Ig Nobel pair tries to nail the bogey of nose-picking

October 5, 2001

In the name of science they studied shower curtains, nose-pickers and the wounds inflicted by falling coconuts. Last night, the proud winners of the annual Ig Nobel prizes picked up their gongs at Harvard University.

All but one of the ten laureates sent videotaped acceptance speeches or attended the ceremony, which was organised by the satirical magazine The Annals of Improbable Research .

The awards, in their 11th year, recognise scientific achievements that "cannot or should not be reproduced".

The United Kingdom boasted just one winner, John Richards, who received the literature prize as founder of the Apostrophe Protection Society.

The former newspaper sub-editor of Boston, Lincolnshire, welcomed his Ig Nobel. "Anything that raises awareness about the misuse of apostrophes and encourages people to care about their language is right," he said.

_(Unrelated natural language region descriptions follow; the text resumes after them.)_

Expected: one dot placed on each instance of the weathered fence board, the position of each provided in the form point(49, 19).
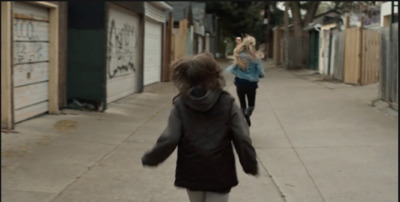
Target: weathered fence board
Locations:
point(296, 48)
point(338, 54)
point(370, 57)
point(352, 58)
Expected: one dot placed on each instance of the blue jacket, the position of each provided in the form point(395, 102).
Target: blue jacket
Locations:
point(253, 71)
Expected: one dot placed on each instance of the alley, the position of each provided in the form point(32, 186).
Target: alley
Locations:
point(316, 141)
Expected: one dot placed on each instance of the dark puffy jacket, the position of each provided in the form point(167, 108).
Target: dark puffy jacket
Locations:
point(204, 128)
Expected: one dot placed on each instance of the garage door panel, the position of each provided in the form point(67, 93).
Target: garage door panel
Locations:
point(28, 112)
point(30, 11)
point(122, 53)
point(29, 30)
point(25, 52)
point(30, 94)
point(30, 56)
point(26, 74)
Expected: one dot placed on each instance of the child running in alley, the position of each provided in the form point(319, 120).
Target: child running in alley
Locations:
point(203, 124)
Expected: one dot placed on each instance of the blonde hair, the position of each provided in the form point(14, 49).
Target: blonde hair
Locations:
point(197, 70)
point(248, 46)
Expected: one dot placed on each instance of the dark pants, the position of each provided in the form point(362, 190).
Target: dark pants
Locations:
point(243, 91)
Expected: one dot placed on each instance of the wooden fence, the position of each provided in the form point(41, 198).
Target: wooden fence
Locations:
point(388, 85)
point(361, 62)
point(337, 58)
point(179, 40)
point(297, 49)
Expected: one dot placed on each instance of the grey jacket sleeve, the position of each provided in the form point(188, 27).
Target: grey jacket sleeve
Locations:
point(242, 142)
point(166, 143)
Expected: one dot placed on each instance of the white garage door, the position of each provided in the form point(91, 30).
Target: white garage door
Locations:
point(122, 53)
point(31, 60)
point(152, 52)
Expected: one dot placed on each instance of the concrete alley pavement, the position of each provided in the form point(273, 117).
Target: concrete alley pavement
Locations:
point(316, 141)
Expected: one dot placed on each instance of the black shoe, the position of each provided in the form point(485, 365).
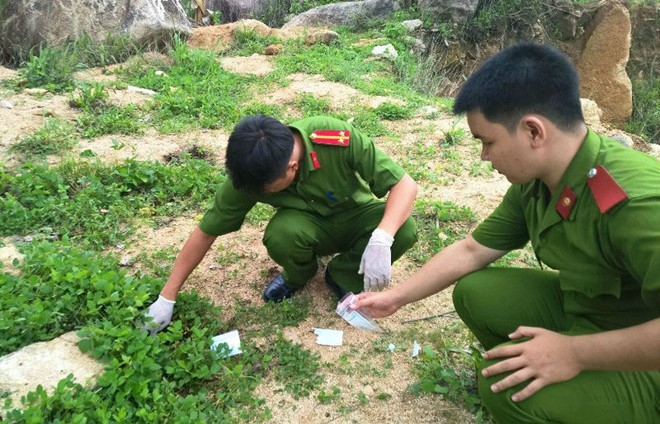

Chittaranjan Andrade, professor of psychopharmacology at the National Institute of Mental Health and Neurosciences, India, was pleased to win public health for an investigation with colleague B. S. Srihari into the prevalence of adolescent nose-picking.

The Ig Nobel was "the highest honour in the world paid to entertaining science," he said.

But Dr Andrade confirmed that his study was a genuine look at a compulsive behavioural problem: "Several patients have been recorded who have suffered so seriously from the disorder that they have even perforated their nasal septum."

David Schmidt, assistant professor of mechanical and industrial engineering at the University of Massachusetts, won physics for his investigation into why shower curtains billow inwards.

Medicine was claimed by Peter Barss, professor of epidemiology at McGill University, Canada, for his report on "injuries due to falling coconuts" - a cause of fatality in Papua New Guinea.

Economics went to Joel Slemrod and Wojciech Kopczuk from the University of Michigan. Their study found that people seemed able to postpone death if it meant a lower rate of inheritance tax.

Lawrence Sherman, professor of educational psychology at Miami University, Ohio, won psychology for his paper "An ecological study of glee in small groups of pre-school children".

Like his fellow Ig Nobel laureates, Professor Sherman's research into the factors influencing the spread of high spirits, was seriously undertaken.

And his definition of glee? "We recognise various elements such as laughter, from a little chuckle to something a bit more intense. We also accept joyful screaming."